Uploading all my email into GMail
Combining and uploading all mailboxes into GMail requires a small amount of trickery. Have a look at the end of this page to read the conclusions first, then read the whole document from the start to get an idea of the problems I encountered.
In brief, don't worry about duplicated messages, be aware that GMail will thread messages into "Conversations", and remember to check your "Spam" folder regularly. GMail will perform very good Spam filtering on your mail.
Begin
Several parts here - I've tried merging all my files beforehand, but had problems with mysterious truncated emails. I'm processing the raw mail boxes first to make sure the headers are clean and intact.
mkdir sorting_out_mail
cd sorting_out_mail/
tar zxvf ~/Desktop/0.\ Inbox/copy\ on\ disk/allmail_mattk.tgz
I then looked through all the directories and uncompressed all tarball and gzip files I could find. The end result is a complex deep directory structure ending at Mailbox files.
I want to rename all the mailbox files into the root directory with an ascending number prefixed.
Select all the files below this by using:
find . -type f -name "*" -print
This loops through, finds files, and makes a unique name for the mailbox in the root directory:
j=1;for i in `find . -type f -name "*" -print`; do echo $i `printf "%03d" $j``basename $i`;j=$(( j+1 )); done
This actually does the file move for you:
j=1;for i in `find . -type f -name "*" -print`; do mv $i `printf "%03d" $j``basename $i`;j=$(( j+1 )); done
Compiling mutt from scratch
curl -O ftp://ftp.mutt.org/mutt/devel/mutt-1.5.19.tar.gz
515 tar zxvf mutt-1.5.19.tar.gz
516 cd mutt-1.5.19
518 ./configure --prefix=/sw --with-curses --with-regex --enable-locales-fix --enable-pop --enable-imap --enable-smtp --with-sasl=/sw --mandir=/sw/share/man
Concatenating all mailboxes
I've taken all these individual mailboxes, installed thunderbird 2.0 on my Mac and Linux box and they've read badly.
Thunderbird has an error where any line in the body of the message that starts with From followed by a space ==>''From ''<== splits the message there and then.
I edited the mailboxes directly, added a single space, then resaved them. Thunderbird parsed them correctly.

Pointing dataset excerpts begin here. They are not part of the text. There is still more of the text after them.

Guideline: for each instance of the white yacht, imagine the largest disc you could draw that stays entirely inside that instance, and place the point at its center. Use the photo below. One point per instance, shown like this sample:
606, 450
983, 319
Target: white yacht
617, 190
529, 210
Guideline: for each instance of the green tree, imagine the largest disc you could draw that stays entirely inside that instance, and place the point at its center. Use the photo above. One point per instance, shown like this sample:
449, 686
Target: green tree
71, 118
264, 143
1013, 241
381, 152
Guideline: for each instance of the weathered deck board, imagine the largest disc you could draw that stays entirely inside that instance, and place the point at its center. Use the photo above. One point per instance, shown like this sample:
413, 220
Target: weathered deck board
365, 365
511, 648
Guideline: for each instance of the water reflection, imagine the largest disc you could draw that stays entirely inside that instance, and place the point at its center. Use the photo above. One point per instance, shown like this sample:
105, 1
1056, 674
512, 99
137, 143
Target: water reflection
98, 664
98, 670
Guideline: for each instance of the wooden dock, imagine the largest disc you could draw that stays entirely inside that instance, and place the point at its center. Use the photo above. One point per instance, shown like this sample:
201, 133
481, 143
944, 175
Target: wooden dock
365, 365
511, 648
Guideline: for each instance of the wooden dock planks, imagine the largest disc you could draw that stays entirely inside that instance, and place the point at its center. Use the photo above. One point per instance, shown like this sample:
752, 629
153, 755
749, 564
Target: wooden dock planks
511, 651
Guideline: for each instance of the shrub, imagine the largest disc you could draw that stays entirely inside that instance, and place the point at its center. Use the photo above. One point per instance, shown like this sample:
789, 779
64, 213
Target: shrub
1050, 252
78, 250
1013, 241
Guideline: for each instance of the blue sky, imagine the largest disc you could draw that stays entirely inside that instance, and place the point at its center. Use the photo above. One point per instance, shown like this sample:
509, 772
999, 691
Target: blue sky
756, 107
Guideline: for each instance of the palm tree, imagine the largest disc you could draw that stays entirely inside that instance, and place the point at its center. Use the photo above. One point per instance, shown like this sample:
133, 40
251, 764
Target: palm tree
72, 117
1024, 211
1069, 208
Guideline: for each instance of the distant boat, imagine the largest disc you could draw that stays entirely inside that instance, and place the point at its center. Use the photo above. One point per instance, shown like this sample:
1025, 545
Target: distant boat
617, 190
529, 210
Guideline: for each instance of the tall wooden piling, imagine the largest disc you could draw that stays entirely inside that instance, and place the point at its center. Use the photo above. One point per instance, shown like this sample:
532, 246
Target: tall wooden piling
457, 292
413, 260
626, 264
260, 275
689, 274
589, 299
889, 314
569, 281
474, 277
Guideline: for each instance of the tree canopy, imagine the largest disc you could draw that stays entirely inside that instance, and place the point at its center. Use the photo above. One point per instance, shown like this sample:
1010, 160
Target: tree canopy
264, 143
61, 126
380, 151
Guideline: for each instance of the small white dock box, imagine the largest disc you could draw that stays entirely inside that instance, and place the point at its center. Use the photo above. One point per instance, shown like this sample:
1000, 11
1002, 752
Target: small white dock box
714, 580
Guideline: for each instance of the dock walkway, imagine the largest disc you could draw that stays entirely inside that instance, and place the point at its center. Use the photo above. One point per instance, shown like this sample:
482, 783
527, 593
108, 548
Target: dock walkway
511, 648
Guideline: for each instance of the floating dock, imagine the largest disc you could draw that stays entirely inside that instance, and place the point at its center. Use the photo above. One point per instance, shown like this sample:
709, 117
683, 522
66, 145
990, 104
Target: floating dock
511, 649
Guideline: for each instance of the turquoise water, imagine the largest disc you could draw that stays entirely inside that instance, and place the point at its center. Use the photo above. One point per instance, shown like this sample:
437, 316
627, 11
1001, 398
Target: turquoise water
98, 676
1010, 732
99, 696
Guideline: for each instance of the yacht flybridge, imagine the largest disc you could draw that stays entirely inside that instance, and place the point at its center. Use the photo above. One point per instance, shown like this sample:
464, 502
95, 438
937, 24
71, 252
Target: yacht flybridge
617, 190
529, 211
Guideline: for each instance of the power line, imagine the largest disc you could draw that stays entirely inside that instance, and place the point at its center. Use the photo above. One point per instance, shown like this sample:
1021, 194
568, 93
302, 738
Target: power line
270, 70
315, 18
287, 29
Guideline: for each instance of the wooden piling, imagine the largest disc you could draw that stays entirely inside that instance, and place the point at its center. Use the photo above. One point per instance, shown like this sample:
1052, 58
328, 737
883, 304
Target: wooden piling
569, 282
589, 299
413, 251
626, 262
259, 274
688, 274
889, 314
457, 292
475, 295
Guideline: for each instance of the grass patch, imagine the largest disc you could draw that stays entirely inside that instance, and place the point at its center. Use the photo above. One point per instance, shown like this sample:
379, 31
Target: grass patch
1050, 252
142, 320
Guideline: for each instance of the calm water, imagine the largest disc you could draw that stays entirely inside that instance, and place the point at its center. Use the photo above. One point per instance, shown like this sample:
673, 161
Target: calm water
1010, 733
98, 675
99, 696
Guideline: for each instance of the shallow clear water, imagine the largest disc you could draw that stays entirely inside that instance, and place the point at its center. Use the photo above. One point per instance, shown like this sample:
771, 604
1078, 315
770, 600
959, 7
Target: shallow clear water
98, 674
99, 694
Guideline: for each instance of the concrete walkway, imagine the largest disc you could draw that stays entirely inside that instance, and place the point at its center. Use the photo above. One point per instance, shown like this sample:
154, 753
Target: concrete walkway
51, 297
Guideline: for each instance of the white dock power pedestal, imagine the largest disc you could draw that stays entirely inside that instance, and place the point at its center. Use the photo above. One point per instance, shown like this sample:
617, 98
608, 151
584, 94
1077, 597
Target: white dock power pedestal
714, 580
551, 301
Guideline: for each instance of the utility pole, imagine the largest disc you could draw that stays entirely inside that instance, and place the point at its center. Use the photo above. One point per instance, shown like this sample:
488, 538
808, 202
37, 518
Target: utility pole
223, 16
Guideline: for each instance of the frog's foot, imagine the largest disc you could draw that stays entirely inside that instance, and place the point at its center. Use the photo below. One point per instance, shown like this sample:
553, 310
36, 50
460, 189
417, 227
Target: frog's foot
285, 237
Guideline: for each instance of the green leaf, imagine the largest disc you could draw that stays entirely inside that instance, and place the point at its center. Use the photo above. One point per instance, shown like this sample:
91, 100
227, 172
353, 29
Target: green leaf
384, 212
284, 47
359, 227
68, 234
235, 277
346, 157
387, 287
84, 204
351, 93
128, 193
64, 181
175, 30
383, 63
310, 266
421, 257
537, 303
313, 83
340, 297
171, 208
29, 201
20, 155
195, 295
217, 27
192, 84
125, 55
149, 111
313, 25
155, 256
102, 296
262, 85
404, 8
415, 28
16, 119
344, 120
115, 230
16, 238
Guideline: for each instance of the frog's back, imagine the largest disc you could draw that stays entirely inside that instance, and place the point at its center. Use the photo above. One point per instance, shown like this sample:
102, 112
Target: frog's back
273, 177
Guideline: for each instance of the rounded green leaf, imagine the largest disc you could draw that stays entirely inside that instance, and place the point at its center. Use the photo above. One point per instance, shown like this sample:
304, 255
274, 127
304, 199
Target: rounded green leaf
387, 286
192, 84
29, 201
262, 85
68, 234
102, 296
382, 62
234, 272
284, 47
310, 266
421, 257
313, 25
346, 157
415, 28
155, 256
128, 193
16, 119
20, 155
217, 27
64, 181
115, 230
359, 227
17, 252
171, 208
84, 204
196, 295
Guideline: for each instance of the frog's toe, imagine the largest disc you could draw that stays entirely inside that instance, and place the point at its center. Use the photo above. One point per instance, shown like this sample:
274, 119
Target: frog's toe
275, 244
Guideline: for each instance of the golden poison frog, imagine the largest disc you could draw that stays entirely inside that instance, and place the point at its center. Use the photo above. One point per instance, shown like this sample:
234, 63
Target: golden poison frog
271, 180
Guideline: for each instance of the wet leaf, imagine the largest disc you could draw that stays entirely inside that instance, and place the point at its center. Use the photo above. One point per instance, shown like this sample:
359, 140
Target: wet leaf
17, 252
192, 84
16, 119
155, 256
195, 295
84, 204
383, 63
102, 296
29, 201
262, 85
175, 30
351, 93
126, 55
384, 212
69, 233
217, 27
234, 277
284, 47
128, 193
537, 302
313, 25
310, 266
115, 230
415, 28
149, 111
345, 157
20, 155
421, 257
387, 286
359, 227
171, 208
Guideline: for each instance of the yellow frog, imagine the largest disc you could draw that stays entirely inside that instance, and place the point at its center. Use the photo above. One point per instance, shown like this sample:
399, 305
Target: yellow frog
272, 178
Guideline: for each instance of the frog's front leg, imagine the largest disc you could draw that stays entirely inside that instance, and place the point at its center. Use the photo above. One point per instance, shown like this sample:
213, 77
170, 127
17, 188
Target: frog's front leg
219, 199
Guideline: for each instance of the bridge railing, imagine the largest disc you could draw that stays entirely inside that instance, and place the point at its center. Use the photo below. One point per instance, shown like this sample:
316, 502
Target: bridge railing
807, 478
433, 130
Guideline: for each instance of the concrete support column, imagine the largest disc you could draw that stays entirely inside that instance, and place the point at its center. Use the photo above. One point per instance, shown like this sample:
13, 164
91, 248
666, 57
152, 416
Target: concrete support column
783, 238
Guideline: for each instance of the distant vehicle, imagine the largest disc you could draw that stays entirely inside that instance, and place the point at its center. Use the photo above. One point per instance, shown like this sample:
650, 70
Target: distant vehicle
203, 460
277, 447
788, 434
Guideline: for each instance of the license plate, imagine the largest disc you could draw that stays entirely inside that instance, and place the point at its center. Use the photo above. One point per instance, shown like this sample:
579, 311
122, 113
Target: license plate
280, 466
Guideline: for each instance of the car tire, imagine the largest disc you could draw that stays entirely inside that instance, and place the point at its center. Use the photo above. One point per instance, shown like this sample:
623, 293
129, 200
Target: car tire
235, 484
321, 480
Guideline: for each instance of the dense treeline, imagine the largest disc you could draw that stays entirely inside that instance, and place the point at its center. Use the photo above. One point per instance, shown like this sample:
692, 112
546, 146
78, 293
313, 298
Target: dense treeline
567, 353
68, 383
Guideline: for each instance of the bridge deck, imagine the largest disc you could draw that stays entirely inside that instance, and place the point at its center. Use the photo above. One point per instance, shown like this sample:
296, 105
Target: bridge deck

I connected to IMAP gmail after activating it on my account, then dragged mailboxes from local mail into gmail.
Small mailboxes work, but larger ones (gt 100 messages) do not. I've tried Thunderbird on Mac and Linux, and Mail.app on Mac. All crap out after about 100 messages.
So, I'm going to install dovecot, a POP3 mail server, activate it on the local network, then get gmail to pull all the messages over to its servers.
Installing dovecot on a Mac
Steward machines have all addresses blocked, except for 80 and 22 (ssh and http).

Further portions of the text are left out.